The code for the swift matmul in the matmul_01 notebook was:
// a and b are the flattened array elements, aDims/bDims are the #rows/columns of the arrays.
func swiftMatmul(a: [Float], b: [Float], aDims: (Int,Int), bDims: (Int,Int)) -> [Float] {
assert(aDims.1 == bDims.0, “matmul shape mismatch”)var res = Array(repeating: Float(0.0), count: aDims.0 * bDims.1) for i in 0 ..< aDims.0 { for j in 0 ..< bDims.1 { for k in 0 ..< aDims.1 { res[i+aDims.0*j] += a[i+aDims.0*k] * b[k+bDims.0*j] } } } return res
}
I ended up writing this:
func myMatmul(a: [Float], b: [Float],aDims: (Int,Int),bDims: (Int,Int)) -> ([Float],(Int,Int)) {
var res = Array(repeating: Float(0.0), count: aDims.0*bDims.1)
for i in 0…<aDims.0 {
for j in 0…<bDims.1 {
for k in 0…<aDims.1 {
res[i * bDims.1 + j]+=a[i * aDims.1 + k] * b[k * bDims.1 + j]
}
}
}
return (res,(aDims.0,bDims.1))
}
Obviously these are different, and it seems to be what we switching columns/rows.

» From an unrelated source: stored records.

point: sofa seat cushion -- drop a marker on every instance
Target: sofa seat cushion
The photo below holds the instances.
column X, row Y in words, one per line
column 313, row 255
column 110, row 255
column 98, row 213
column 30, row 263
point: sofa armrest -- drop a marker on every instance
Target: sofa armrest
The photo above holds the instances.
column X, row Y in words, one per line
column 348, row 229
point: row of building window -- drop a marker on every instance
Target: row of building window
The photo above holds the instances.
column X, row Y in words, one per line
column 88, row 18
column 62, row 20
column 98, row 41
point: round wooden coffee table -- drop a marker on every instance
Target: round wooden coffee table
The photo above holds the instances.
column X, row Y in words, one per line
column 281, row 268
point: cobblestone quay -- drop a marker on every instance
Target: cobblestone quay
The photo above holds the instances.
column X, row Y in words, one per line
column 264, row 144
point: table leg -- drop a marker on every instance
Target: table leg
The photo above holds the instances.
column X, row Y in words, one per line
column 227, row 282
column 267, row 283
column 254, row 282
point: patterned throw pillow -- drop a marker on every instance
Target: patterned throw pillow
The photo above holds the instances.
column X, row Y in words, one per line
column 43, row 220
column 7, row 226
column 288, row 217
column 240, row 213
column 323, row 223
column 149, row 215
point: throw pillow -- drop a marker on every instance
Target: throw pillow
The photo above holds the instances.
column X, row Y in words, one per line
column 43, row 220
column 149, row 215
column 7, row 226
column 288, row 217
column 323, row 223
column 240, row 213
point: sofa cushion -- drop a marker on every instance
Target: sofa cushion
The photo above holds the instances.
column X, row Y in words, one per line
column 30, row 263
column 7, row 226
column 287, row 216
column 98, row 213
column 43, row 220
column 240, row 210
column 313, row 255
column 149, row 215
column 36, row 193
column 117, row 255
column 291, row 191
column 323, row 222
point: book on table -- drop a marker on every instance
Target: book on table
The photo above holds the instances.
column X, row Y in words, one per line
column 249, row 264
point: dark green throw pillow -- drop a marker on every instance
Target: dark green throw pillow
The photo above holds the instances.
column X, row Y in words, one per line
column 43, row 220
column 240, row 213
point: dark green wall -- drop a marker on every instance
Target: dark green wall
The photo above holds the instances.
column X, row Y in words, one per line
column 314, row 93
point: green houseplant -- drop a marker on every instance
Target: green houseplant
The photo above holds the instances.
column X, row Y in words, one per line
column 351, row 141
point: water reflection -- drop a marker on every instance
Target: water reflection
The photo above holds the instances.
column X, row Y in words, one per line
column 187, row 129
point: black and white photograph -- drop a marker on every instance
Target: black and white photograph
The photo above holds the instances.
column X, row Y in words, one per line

So I multiplied this by an array of all ones to make sure my hypothesis of this being an understanding of rows/columns was correct:
let (aDims,bDims) = ((5, 784), (784, 10))
let flatA = xTrain[0…<5].scalars//Array(repeating: Float(1.0), count: aDims.0 * aDims.1)
let flatB = Array(repeating: Float(1.0), count: bDims.0 * bDims.1)//weights.scalars
print(myMatmul(a:flatA,b:flatB,aDims:aDims,bDims:bDims))
print(swiftMatmul(a:flatA,b:flatB,aDims:aDims,bDims:bDims))
Here are the results:
([25.925554, 25.925554, 25.925554, 25.925554, 25.925554, 25.925554, 25.925554, 25.925554, 25.925554, 25.925554, 38.106697, 38.106697, 38.106697, 38.106697, 38.106697, 38.106697, 38.106697, 38.106697, 38.106697, 38.106697, -33.34089, -33.34089, -33.34089, -33.34089, -33.34089, -33.34089, -33.34089, -33.34089, -33.34089, -33.34089, 2.2452376, 2.2452376, 2.2452376, 2.2452376, 2.2452376, 2.2452376, 2.2452376, 2.2452376, 2.2452376, 2.2452376, -0.38203776, -0.38203776, -0.38203776, -0.38203776, -0.38203776, -0.38203776, -0.38203776, -0.38203776, -0.38203776, -0.38203776], (5, 10))
[13.410015, 25.3511, 6.9443583, 4.9880714, -18.138931, 13.410015, 25.3511, 6.9443583, 4.9880714, -18.138931, 13.410015, 25.3511, 6.9443583, 4.9880714, -18.138931, 13.410015, 25.3511, 6.9443583, 4.9880714, -18.138931, 13.410015, 25.3511, 6.9443583, 4.9880714, -18.138931, 13.410015, 25.3511, 6.9443583, 4.9880714, -18.138931, 13.410015, 25.3511, 6.9443583, 4.9880714, -18.138931, 13.410015, 25.3511, 6.9443583, 4.9880714, -18.138931, 13.410015, 25.3511, 6.9443583, 4.9880714, -18.138931, 13.410015, 25.3511, 6.9443583, 4.9880714, -18.138931]
Notice that my results repeat in groups of 10 5 times, and the notebook’s results repeat the 5 different results 10 times [13.410015, 25.3511, 6.9443583, 4.9880714, -18.138931]
Admittedly I have gotten a bit confused on what the proper row/column configuration here is… as a thought the shape was (aDims:(row:5,column:784),bDims:(row:784,column:10)) = results:(row:5,column:10)
To me the class notebook seems to have switched the deminsions of the rows/columns for A and B, otherwise multiplying by an array of 1s should have created the pattern you see in mymatmul. I could of course have gotten my understanding of the deminsions mixed up as well, but I think I am right?